NEWS15 January 2020

Research spend cut while overall marketing budgets rise

Brexit Media News Public Sector UK

UK – Market research spend remained at the bottom of the IPA Bellwether’s budget rankings for a second successive quarter, despite a slight increase to total marketing budgets at the end of 2019.


The net balance of marketers reporting a drop in research spend was -13.2%, with around 23% of marketing executives surveyed registering downward spending revisions to research and around 10% observing budget growth.

While this has eased slightly from the -16.9% recorded in the third quarter of the year, the market research category experienced the biggest cuts to spend of the categories monitored in the quarterly research by the Institute for Practitioners in Advertising.

Total marketing budgets saw a ‘modest increase’ for the first time since the first three months of 2019 – a net balance of +4.0% of surveyed firms revised their total marketing budgets higher in the fourth quarter.

Budget growth was largely led by internet marketing, while main media advertising saw a fractional improvement and all other segments recorded spending cuts – events, sales promotions, PR and direct marketing.

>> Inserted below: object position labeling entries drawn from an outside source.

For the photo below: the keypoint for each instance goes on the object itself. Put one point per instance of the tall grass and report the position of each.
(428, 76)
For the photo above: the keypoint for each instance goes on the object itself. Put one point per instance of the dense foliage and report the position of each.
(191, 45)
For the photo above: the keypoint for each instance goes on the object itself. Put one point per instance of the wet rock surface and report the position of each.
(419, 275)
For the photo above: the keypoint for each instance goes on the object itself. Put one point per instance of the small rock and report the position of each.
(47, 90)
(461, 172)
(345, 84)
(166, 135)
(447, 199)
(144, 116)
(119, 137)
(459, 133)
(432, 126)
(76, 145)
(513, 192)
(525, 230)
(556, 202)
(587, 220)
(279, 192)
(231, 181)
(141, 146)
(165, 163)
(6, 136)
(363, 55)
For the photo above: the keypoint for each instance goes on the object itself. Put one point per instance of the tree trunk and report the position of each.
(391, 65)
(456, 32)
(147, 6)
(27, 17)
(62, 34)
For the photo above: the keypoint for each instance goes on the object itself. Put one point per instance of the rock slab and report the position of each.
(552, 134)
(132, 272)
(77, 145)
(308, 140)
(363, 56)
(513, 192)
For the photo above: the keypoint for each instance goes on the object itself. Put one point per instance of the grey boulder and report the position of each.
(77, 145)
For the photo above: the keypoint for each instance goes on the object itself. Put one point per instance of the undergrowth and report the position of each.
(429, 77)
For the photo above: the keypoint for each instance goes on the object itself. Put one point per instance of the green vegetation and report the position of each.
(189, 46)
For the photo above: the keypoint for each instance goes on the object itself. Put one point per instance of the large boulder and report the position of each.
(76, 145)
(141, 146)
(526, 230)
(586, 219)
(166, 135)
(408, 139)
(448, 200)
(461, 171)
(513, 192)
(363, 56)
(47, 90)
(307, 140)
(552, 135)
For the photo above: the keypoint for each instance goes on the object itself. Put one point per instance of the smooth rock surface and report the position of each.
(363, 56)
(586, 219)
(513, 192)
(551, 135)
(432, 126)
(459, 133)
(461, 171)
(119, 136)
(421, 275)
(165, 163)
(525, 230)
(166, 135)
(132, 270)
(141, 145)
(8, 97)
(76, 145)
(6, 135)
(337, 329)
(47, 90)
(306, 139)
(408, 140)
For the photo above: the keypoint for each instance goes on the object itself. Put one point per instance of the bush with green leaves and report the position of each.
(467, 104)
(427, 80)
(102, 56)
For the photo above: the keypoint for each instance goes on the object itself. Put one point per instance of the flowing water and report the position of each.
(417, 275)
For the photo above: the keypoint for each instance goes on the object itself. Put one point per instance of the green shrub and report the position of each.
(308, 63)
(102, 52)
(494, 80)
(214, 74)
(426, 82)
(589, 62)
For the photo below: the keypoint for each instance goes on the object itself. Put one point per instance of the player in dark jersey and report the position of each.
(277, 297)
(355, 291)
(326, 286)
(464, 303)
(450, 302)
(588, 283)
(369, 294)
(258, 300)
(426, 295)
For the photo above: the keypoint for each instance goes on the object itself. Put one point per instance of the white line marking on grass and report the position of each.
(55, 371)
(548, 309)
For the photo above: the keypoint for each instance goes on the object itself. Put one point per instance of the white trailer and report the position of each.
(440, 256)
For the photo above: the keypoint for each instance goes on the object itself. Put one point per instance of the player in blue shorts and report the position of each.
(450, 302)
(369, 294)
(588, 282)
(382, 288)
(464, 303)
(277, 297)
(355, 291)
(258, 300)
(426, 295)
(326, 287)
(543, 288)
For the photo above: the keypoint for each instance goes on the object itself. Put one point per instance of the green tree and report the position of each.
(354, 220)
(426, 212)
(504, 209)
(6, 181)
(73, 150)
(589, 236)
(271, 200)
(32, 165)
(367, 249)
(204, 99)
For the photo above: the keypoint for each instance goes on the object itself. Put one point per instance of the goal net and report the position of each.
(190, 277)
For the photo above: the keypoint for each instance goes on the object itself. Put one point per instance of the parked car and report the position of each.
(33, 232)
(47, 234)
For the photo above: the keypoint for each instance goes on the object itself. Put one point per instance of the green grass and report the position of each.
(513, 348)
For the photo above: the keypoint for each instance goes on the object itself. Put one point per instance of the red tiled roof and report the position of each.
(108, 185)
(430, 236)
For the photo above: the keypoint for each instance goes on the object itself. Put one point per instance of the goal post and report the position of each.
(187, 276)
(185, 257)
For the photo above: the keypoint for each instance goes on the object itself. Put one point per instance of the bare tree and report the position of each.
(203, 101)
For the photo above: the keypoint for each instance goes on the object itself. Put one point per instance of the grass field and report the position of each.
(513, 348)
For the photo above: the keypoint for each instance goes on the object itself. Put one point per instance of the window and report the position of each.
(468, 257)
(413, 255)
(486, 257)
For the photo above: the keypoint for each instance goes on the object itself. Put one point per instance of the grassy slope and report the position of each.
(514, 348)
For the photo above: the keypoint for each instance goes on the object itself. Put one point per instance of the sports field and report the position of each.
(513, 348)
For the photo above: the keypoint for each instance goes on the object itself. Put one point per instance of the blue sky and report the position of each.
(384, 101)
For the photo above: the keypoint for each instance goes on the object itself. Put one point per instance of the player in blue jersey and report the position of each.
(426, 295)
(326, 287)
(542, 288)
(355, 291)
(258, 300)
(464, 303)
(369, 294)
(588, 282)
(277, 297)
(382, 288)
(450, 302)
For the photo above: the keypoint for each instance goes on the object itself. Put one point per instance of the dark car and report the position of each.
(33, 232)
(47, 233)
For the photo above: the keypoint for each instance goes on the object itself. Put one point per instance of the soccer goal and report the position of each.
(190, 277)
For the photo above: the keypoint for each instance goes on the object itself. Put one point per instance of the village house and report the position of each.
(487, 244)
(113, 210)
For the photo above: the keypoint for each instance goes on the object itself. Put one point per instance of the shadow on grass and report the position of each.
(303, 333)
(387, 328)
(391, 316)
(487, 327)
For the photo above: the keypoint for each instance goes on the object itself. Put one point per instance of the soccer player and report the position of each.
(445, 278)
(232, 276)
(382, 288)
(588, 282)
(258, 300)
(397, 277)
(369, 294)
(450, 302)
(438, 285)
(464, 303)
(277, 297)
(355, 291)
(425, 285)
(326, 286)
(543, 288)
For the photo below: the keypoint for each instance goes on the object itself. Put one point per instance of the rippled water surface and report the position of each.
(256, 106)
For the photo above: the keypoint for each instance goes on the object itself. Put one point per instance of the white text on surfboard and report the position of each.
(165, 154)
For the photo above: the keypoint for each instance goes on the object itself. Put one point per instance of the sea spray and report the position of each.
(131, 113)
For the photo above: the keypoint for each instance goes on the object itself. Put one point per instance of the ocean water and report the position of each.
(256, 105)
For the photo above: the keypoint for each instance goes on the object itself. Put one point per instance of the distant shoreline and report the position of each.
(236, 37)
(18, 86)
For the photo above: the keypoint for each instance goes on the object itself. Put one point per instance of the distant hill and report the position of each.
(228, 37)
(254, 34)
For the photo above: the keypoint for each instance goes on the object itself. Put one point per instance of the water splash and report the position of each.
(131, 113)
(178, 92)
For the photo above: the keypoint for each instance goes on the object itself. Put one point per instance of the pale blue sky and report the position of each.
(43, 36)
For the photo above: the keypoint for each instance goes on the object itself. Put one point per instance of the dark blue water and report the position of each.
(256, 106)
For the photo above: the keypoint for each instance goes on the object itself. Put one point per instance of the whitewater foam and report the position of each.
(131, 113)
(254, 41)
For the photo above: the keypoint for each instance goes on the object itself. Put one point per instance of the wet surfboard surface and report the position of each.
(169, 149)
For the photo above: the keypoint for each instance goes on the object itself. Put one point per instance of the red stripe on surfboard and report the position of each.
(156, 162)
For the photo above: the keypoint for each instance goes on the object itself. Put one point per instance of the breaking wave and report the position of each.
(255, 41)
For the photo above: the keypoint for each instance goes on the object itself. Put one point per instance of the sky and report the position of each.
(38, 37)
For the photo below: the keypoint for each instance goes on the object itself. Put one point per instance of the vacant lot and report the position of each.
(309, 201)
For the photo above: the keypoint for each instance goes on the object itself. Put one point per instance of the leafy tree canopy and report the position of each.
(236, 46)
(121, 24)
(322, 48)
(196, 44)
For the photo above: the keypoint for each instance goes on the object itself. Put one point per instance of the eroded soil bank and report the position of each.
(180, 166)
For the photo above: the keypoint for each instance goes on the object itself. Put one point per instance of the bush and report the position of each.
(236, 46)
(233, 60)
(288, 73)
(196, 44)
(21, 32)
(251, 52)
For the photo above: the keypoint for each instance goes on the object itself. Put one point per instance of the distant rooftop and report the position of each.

Looking ahead to 2020/21, a net balance of +15.7% of companies expect their total marketing budgets to be upwardly revised, while -5.7% of firms foresee lower available market research resources.

Joe Hayes, economist at IHS Markit and author of the Bellwether Report, said: “The rise in total marketing budgets provides tentative signs of a momentum shift, particularly when coupled with preliminary data for the 2020/21 budget year. It appears that firms are looking to release the pent-up investment which has been put on hold amid the high degree of political and economic uncertainty which has plagued the UK business climate for well over 12 months now.

“Nevertheless, while these positive developments will perk up enthusiasm for marketing budgets in the coming year, downside risks to the outlook remain at large, particularly if a business cycle recovery does not fully materialise and Brexit uncertainty descends again.”